Adaptive Feature Learning for Unbiased Scene Graph Generation

IEEE Trans Image Process. 2024:33:2252-2265. doi: 10.1109/TIP.2024.3374644. Epub 2024 Mar 25.

Abstract

Scene Graph Generation (SGG) aims to detect all objects and identify their pairwise relationships in the scene. Recently, tremendous progress has been made in exploring better context relationship representations. Previous work mainly focuses on contextual information aggregation and uses de-biasing strategies on samples to eliminate the preference for head predicates. However, there remain challenges caused by indeterminate feature training. Overlooking the label confusion problem in feature training easily results in a messy feature distribution among the confused categories, thereby affecting the prediction of predicates. To alleviate the aforementioned problem, in this paper, we focus on enhancing predicate representation learning. Firstly, we propose a novel Adaptive Message Passing (AMP) network to dynamically conduct information propagation among neighbors. AMP provides discriminating representations for neighbor nodes under the view of de-noising and adaptive aggregation.
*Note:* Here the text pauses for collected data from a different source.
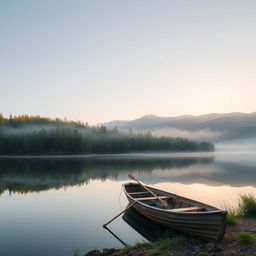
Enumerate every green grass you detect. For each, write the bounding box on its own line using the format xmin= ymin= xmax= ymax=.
xmin=113 ymin=245 xmax=132 ymax=255
xmin=134 ymin=241 xmax=154 ymax=249
xmin=71 ymin=250 xmax=81 ymax=256
xmin=105 ymin=236 xmax=186 ymax=256
xmin=225 ymin=194 xmax=256 ymax=224
xmin=148 ymin=236 xmax=187 ymax=256
xmin=197 ymin=252 xmax=210 ymax=256
xmin=238 ymin=194 xmax=256 ymax=217
xmin=226 ymin=206 xmax=238 ymax=225
xmin=236 ymin=232 xmax=255 ymax=243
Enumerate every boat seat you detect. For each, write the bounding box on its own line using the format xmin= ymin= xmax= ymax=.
xmin=129 ymin=192 xmax=150 ymax=195
xmin=136 ymin=196 xmax=170 ymax=201
xmin=168 ymin=206 xmax=204 ymax=212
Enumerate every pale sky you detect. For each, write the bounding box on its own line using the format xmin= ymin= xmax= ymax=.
xmin=1 ymin=0 xmax=256 ymax=124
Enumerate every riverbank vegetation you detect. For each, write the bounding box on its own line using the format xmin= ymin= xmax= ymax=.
xmin=236 ymin=232 xmax=256 ymax=243
xmin=226 ymin=194 xmax=256 ymax=224
xmin=79 ymin=236 xmax=187 ymax=256
xmin=0 ymin=114 xmax=214 ymax=155
xmin=81 ymin=217 xmax=256 ymax=256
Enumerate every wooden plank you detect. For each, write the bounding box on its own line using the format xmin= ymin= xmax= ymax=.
xmin=168 ymin=206 xmax=203 ymax=212
xmin=131 ymin=203 xmax=226 ymax=242
xmin=136 ymin=196 xmax=170 ymax=201
xmin=129 ymin=192 xmax=150 ymax=195
xmin=128 ymin=174 xmax=168 ymax=207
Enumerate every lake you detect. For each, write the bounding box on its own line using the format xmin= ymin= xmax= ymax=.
xmin=0 ymin=152 xmax=256 ymax=256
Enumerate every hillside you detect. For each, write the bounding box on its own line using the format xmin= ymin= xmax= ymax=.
xmin=104 ymin=112 xmax=256 ymax=142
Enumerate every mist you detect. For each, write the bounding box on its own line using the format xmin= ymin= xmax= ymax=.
xmin=116 ymin=127 xmax=256 ymax=152
xmin=215 ymin=139 xmax=256 ymax=152
xmin=150 ymin=128 xmax=224 ymax=141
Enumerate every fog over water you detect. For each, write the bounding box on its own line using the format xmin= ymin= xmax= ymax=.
xmin=215 ymin=139 xmax=256 ymax=152
xmin=0 ymin=152 xmax=256 ymax=256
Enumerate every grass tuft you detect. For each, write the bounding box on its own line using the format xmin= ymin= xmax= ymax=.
xmin=236 ymin=232 xmax=255 ymax=243
xmin=238 ymin=194 xmax=256 ymax=217
xmin=197 ymin=252 xmax=210 ymax=256
xmin=134 ymin=241 xmax=153 ymax=249
xmin=224 ymin=193 xmax=256 ymax=224
xmin=71 ymin=250 xmax=81 ymax=256
xmin=113 ymin=245 xmax=132 ymax=255
xmin=226 ymin=206 xmax=238 ymax=225
xmin=149 ymin=236 xmax=186 ymax=256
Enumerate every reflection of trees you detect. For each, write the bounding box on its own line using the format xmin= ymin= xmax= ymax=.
xmin=0 ymin=156 xmax=213 ymax=194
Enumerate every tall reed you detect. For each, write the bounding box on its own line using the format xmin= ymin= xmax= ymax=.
xmin=238 ymin=194 xmax=256 ymax=217
xmin=225 ymin=193 xmax=256 ymax=224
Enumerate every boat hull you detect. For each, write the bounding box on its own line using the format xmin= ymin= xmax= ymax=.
xmin=123 ymin=183 xmax=227 ymax=242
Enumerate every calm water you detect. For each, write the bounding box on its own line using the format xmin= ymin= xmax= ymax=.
xmin=0 ymin=152 xmax=256 ymax=256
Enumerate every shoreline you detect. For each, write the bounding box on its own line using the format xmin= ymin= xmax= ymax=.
xmin=0 ymin=151 xmax=215 ymax=159
xmin=83 ymin=217 xmax=256 ymax=256
xmin=2 ymin=151 xmax=256 ymax=159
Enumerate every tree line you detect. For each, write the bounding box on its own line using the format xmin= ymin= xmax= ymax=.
xmin=0 ymin=114 xmax=214 ymax=154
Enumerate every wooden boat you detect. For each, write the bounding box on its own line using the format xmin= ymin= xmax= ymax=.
xmin=123 ymin=207 xmax=178 ymax=242
xmin=123 ymin=182 xmax=227 ymax=242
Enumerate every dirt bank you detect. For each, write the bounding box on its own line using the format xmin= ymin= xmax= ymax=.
xmin=84 ymin=217 xmax=256 ymax=256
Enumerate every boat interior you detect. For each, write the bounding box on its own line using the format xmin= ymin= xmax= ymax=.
xmin=125 ymin=183 xmax=206 ymax=212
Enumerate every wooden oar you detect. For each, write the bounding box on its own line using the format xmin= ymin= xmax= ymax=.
xmin=103 ymin=202 xmax=137 ymax=228
xmin=128 ymin=174 xmax=168 ymax=207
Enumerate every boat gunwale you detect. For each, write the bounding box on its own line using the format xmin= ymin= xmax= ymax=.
xmin=123 ymin=183 xmax=228 ymax=216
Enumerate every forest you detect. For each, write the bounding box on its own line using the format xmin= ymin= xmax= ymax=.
xmin=0 ymin=114 xmax=214 ymax=154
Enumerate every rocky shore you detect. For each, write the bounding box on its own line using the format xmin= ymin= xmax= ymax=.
xmin=83 ymin=217 xmax=256 ymax=256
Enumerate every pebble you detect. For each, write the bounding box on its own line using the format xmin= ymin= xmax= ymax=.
xmin=206 ymin=242 xmax=215 ymax=250
xmin=194 ymin=246 xmax=201 ymax=252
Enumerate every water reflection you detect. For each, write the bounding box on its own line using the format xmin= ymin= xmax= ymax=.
xmin=103 ymin=206 xmax=181 ymax=247
xmin=1 ymin=153 xmax=256 ymax=195
xmin=104 ymin=226 xmax=127 ymax=246
xmin=123 ymin=207 xmax=179 ymax=242
xmin=0 ymin=155 xmax=213 ymax=194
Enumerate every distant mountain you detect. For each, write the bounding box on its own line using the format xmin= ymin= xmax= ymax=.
xmin=104 ymin=112 xmax=256 ymax=142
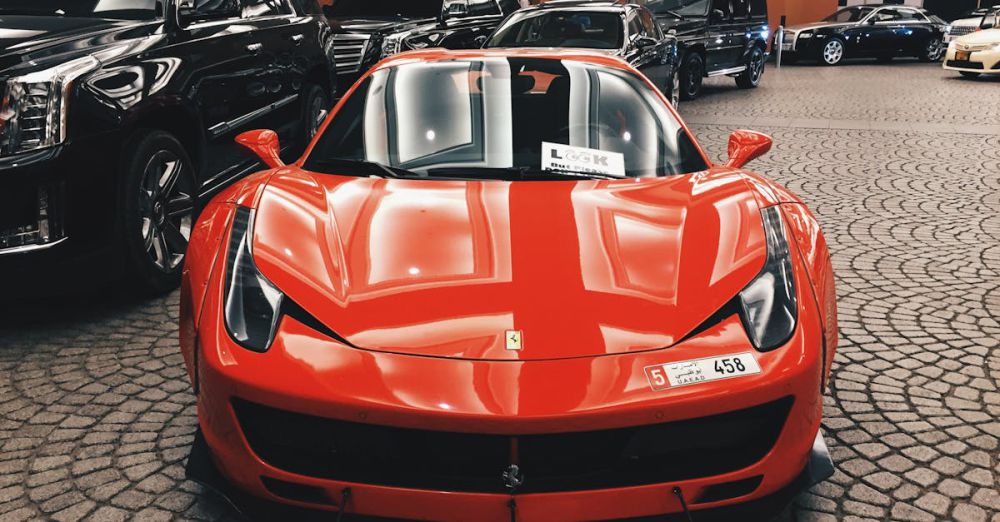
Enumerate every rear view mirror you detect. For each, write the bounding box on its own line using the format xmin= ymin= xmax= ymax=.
xmin=236 ymin=129 xmax=285 ymax=168
xmin=725 ymin=130 xmax=772 ymax=169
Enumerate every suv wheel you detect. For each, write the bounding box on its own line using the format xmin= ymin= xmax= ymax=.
xmin=120 ymin=130 xmax=196 ymax=295
xmin=736 ymin=46 xmax=766 ymax=89
xmin=920 ymin=39 xmax=945 ymax=62
xmin=679 ymin=52 xmax=704 ymax=101
xmin=821 ymin=39 xmax=845 ymax=66
xmin=301 ymin=83 xmax=329 ymax=141
xmin=668 ymin=69 xmax=681 ymax=108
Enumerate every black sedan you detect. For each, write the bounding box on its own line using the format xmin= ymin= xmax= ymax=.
xmin=484 ymin=1 xmax=680 ymax=107
xmin=779 ymin=5 xmax=947 ymax=66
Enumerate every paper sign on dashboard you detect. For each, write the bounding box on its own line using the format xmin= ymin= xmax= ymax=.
xmin=542 ymin=142 xmax=626 ymax=177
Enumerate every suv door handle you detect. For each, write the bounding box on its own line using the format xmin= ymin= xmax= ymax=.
xmin=291 ymin=34 xmax=305 ymax=45
xmin=246 ymin=43 xmax=263 ymax=54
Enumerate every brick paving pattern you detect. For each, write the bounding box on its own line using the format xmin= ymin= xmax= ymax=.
xmin=0 ymin=61 xmax=998 ymax=521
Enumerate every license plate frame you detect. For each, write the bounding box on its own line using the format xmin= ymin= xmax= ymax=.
xmin=643 ymin=353 xmax=762 ymax=391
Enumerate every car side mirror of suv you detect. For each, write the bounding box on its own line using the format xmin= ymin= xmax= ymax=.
xmin=635 ymin=36 xmax=658 ymax=49
xmin=725 ymin=130 xmax=772 ymax=169
xmin=236 ymin=130 xmax=285 ymax=168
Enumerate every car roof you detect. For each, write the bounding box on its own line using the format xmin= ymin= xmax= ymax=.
xmin=371 ymin=48 xmax=635 ymax=73
xmin=519 ymin=0 xmax=638 ymax=13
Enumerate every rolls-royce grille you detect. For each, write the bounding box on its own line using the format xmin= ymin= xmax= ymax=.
xmin=332 ymin=34 xmax=370 ymax=74
xmin=234 ymin=397 xmax=793 ymax=494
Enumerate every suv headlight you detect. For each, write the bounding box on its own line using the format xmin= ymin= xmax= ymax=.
xmin=381 ymin=34 xmax=405 ymax=57
xmin=798 ymin=31 xmax=813 ymax=39
xmin=0 ymin=56 xmax=98 ymax=156
xmin=737 ymin=207 xmax=798 ymax=352
xmin=224 ymin=207 xmax=284 ymax=352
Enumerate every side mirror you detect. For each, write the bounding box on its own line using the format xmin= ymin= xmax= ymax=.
xmin=865 ymin=17 xmax=877 ymax=25
xmin=165 ymin=0 xmax=197 ymax=32
xmin=725 ymin=130 xmax=772 ymax=169
xmin=635 ymin=36 xmax=658 ymax=49
xmin=709 ymin=9 xmax=726 ymax=23
xmin=236 ymin=129 xmax=285 ymax=168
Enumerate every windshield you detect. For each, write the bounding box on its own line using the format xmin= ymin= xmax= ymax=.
xmin=0 ymin=0 xmax=159 ymax=19
xmin=823 ymin=7 xmax=874 ymax=23
xmin=305 ymin=58 xmax=707 ymax=180
xmin=442 ymin=0 xmax=501 ymax=19
xmin=487 ymin=11 xmax=624 ymax=50
xmin=322 ymin=0 xmax=439 ymax=19
xmin=645 ymin=0 xmax=709 ymax=18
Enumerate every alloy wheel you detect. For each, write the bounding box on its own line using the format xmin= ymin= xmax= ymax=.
xmin=671 ymin=71 xmax=681 ymax=108
xmin=749 ymin=49 xmax=765 ymax=83
xmin=686 ymin=60 xmax=703 ymax=98
xmin=138 ymin=150 xmax=194 ymax=272
xmin=307 ymin=93 xmax=328 ymax=139
xmin=926 ymin=40 xmax=945 ymax=61
xmin=823 ymin=40 xmax=844 ymax=65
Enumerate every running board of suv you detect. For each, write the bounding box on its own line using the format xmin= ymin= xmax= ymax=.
xmin=708 ymin=65 xmax=748 ymax=77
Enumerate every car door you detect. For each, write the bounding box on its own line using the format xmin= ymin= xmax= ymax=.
xmin=897 ymin=9 xmax=935 ymax=54
xmin=168 ymin=0 xmax=272 ymax=190
xmin=706 ymin=0 xmax=742 ymax=70
xmin=236 ymin=0 xmax=307 ymax=145
xmin=865 ymin=8 xmax=906 ymax=54
xmin=626 ymin=8 xmax=670 ymax=88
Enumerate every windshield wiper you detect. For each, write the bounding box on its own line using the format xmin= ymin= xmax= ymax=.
xmin=425 ymin=166 xmax=626 ymax=181
xmin=658 ymin=9 xmax=684 ymax=19
xmin=310 ymin=159 xmax=417 ymax=179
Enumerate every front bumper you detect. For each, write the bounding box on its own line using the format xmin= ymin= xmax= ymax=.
xmin=187 ymin=255 xmax=831 ymax=520
xmin=943 ymin=45 xmax=1000 ymax=73
xmin=0 ymin=134 xmax=123 ymax=293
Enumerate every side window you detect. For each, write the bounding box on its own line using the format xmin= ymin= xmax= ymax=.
xmin=628 ymin=12 xmax=645 ymax=39
xmin=732 ymin=0 xmax=749 ymax=19
xmin=897 ymin=9 xmax=922 ymax=22
xmin=242 ymin=0 xmax=290 ymax=17
xmin=496 ymin=0 xmax=521 ymax=15
xmin=639 ymin=9 xmax=660 ymax=38
xmin=873 ymin=9 xmax=903 ymax=23
xmin=710 ymin=0 xmax=731 ymax=20
xmin=192 ymin=0 xmax=239 ymax=17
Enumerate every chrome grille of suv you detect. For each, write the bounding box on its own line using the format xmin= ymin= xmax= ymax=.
xmin=332 ymin=34 xmax=371 ymax=74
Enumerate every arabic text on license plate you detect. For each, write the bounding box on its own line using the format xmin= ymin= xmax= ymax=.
xmin=955 ymin=50 xmax=971 ymax=61
xmin=644 ymin=353 xmax=762 ymax=391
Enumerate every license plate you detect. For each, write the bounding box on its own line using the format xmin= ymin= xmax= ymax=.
xmin=644 ymin=353 xmax=762 ymax=390
xmin=956 ymin=50 xmax=971 ymax=61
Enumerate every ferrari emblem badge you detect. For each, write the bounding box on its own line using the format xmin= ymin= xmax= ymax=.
xmin=505 ymin=330 xmax=523 ymax=351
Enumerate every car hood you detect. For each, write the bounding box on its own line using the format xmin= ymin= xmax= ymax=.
xmin=0 ymin=15 xmax=152 ymax=72
xmin=251 ymin=169 xmax=768 ymax=361
xmin=955 ymin=28 xmax=1000 ymax=44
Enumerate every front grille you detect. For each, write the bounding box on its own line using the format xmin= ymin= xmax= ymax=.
xmin=948 ymin=26 xmax=978 ymax=38
xmin=947 ymin=60 xmax=984 ymax=69
xmin=0 ymin=182 xmax=65 ymax=251
xmin=234 ymin=397 xmax=793 ymax=494
xmin=332 ymin=34 xmax=371 ymax=74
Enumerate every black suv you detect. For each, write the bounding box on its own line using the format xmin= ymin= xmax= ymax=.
xmin=324 ymin=0 xmax=522 ymax=89
xmin=0 ymin=0 xmax=336 ymax=295
xmin=645 ymin=0 xmax=769 ymax=99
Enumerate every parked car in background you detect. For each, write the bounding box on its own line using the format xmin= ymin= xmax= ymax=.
xmin=324 ymin=0 xmax=522 ymax=90
xmin=779 ymin=5 xmax=948 ymax=66
xmin=484 ymin=1 xmax=681 ymax=107
xmin=0 ymin=0 xmax=336 ymax=295
xmin=945 ymin=7 xmax=1000 ymax=44
xmin=643 ymin=0 xmax=769 ymax=100
xmin=944 ymin=27 xmax=1000 ymax=78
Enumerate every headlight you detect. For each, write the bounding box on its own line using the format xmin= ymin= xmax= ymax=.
xmin=737 ymin=207 xmax=798 ymax=352
xmin=224 ymin=207 xmax=284 ymax=352
xmin=404 ymin=32 xmax=444 ymax=49
xmin=0 ymin=56 xmax=98 ymax=156
xmin=798 ymin=31 xmax=813 ymax=39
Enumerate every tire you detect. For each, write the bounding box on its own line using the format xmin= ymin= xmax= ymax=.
xmin=119 ymin=130 xmax=197 ymax=295
xmin=919 ymin=38 xmax=945 ymax=62
xmin=736 ymin=46 xmax=766 ymax=89
xmin=679 ymin=52 xmax=705 ymax=101
xmin=290 ymin=83 xmax=329 ymax=158
xmin=667 ymin=68 xmax=681 ymax=109
xmin=959 ymin=71 xmax=981 ymax=79
xmin=820 ymin=38 xmax=845 ymax=66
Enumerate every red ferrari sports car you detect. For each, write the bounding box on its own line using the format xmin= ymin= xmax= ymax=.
xmin=180 ymin=48 xmax=839 ymax=521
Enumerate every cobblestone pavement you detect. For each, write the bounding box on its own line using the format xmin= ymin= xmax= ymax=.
xmin=1 ymin=62 xmax=998 ymax=522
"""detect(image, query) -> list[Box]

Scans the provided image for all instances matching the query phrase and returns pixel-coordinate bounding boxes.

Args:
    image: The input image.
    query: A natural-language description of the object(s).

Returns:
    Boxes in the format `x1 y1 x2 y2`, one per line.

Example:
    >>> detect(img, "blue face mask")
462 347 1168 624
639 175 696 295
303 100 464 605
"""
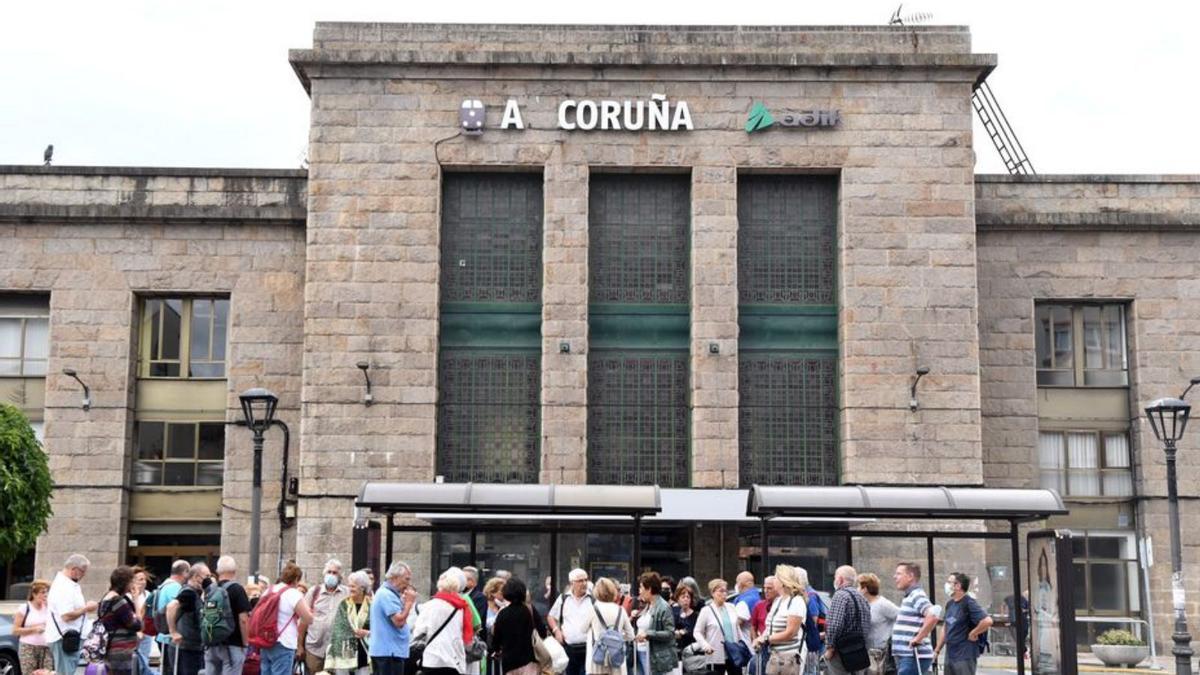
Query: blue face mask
325 574 339 589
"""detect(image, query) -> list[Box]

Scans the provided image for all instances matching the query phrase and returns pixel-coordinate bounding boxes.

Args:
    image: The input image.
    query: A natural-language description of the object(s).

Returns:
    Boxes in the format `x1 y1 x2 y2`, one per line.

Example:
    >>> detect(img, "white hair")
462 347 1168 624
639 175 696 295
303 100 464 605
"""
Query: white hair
568 568 588 582
216 556 237 575
64 554 90 570
348 571 371 591
324 558 344 574
386 561 411 579
171 560 191 576
437 567 464 593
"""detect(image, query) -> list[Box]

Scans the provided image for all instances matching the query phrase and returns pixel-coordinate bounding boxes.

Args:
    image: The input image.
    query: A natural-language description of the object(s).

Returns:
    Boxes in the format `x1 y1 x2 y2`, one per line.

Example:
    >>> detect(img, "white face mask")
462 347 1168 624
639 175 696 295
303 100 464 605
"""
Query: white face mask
944 583 955 597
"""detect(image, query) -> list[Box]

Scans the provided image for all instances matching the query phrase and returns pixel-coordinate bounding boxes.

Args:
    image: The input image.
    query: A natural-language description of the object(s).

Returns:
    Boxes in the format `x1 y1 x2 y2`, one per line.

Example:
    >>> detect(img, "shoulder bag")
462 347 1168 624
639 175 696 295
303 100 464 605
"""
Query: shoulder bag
831 590 870 672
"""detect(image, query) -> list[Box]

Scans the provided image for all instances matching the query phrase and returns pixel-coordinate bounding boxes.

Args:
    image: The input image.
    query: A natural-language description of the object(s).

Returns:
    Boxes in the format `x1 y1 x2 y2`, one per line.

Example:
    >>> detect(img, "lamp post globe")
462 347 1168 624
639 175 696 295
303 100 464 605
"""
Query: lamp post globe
238 387 278 581
1144 396 1193 675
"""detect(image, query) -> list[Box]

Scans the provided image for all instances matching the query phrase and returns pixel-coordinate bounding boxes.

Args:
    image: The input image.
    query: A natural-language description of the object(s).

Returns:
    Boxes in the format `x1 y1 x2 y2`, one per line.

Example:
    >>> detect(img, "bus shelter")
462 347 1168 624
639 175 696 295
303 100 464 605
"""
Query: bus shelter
357 482 1066 675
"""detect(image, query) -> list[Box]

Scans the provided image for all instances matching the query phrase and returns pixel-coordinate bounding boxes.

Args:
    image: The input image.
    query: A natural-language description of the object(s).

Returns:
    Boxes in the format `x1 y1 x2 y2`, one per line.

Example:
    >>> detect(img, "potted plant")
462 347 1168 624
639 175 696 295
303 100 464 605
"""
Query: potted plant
1092 629 1149 668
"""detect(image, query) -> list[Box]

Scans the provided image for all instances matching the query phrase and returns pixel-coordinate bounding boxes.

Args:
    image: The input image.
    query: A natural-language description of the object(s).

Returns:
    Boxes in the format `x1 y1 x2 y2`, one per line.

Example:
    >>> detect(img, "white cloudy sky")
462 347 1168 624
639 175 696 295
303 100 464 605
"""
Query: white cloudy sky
1 0 1196 174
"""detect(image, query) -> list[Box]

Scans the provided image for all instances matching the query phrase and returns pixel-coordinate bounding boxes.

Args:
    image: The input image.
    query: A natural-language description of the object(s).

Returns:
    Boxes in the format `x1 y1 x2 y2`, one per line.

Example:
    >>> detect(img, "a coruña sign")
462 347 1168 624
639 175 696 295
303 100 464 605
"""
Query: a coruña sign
460 94 695 133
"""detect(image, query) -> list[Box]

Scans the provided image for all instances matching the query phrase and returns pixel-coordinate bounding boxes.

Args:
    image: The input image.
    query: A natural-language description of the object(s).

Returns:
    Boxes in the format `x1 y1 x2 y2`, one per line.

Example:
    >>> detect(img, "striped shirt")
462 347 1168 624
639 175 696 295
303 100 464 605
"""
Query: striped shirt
891 586 934 658
765 595 807 654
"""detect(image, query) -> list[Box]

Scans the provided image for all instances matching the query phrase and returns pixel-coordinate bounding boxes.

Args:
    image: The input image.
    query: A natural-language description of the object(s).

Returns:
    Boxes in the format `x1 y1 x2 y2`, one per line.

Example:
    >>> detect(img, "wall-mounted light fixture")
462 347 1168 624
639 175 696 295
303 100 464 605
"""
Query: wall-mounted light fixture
709 342 720 355
356 361 373 406
1180 376 1200 400
62 368 91 410
909 366 930 412
559 341 571 354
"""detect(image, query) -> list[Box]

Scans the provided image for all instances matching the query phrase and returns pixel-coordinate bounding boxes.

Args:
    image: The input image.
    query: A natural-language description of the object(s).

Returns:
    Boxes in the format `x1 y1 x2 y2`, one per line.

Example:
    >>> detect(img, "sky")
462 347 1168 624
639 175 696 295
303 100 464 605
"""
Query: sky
1 0 1197 175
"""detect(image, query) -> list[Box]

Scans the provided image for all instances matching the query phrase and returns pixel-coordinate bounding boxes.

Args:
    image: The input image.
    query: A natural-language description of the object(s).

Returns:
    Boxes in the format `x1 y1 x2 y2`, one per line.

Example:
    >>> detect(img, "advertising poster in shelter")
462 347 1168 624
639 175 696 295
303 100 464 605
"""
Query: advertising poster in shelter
1029 530 1077 675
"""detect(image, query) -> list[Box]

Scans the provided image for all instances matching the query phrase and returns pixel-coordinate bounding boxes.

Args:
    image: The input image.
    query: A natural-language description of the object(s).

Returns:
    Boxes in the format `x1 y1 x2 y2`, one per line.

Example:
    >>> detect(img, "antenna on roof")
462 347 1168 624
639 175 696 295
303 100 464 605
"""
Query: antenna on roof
889 4 933 26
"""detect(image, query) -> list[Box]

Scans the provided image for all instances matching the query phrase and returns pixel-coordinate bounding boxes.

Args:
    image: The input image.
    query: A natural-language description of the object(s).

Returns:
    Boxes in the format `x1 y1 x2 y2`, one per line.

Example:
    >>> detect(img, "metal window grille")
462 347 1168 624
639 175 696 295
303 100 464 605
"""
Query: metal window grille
738 353 838 487
737 175 837 305
589 174 690 305
441 173 543 303
437 350 541 483
586 351 690 487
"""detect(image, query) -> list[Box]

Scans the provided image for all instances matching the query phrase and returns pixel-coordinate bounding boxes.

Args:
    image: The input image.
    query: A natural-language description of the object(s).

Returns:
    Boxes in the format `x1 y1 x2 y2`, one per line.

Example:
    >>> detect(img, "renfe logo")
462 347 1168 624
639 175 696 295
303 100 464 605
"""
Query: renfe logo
746 102 840 133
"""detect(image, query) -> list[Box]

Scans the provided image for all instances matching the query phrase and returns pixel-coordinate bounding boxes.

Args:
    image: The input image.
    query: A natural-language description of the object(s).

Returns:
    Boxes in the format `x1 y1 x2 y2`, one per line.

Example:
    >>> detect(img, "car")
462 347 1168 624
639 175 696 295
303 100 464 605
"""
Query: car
0 611 21 675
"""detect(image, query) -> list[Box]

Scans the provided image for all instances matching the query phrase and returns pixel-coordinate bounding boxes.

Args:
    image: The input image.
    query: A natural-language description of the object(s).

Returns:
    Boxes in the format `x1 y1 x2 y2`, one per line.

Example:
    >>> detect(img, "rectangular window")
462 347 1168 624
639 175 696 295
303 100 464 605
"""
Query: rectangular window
134 421 225 486
1069 532 1142 645
437 172 543 483
0 295 50 377
1038 430 1132 497
587 173 691 487
140 297 229 379
737 175 839 487
1036 303 1128 387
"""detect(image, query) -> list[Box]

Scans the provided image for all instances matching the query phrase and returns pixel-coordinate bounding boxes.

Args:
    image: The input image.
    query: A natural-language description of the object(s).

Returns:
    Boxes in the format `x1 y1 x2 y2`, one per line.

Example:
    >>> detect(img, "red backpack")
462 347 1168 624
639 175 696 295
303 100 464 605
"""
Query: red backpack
247 585 297 649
Furthermore, we construct a feature-assisted training paradigm alongside the predicate classification branch, guiding predicate feature learning to the corresponding feature space. Moreover, to alleviate biased prediction caused by the long-tailed class distribution and the interference of confused labels, we design a Bi-level Curriculum learning scheme (BiC). The BiC separately considers the training from the feature learning and de-biasing levels, preserving discriminating representations of different predicates while resisting biased predictions. Results on multiple SGG datasets show that our proposed method AMP-BiC has superior comprehensive performance, demonstrating its effectiveness.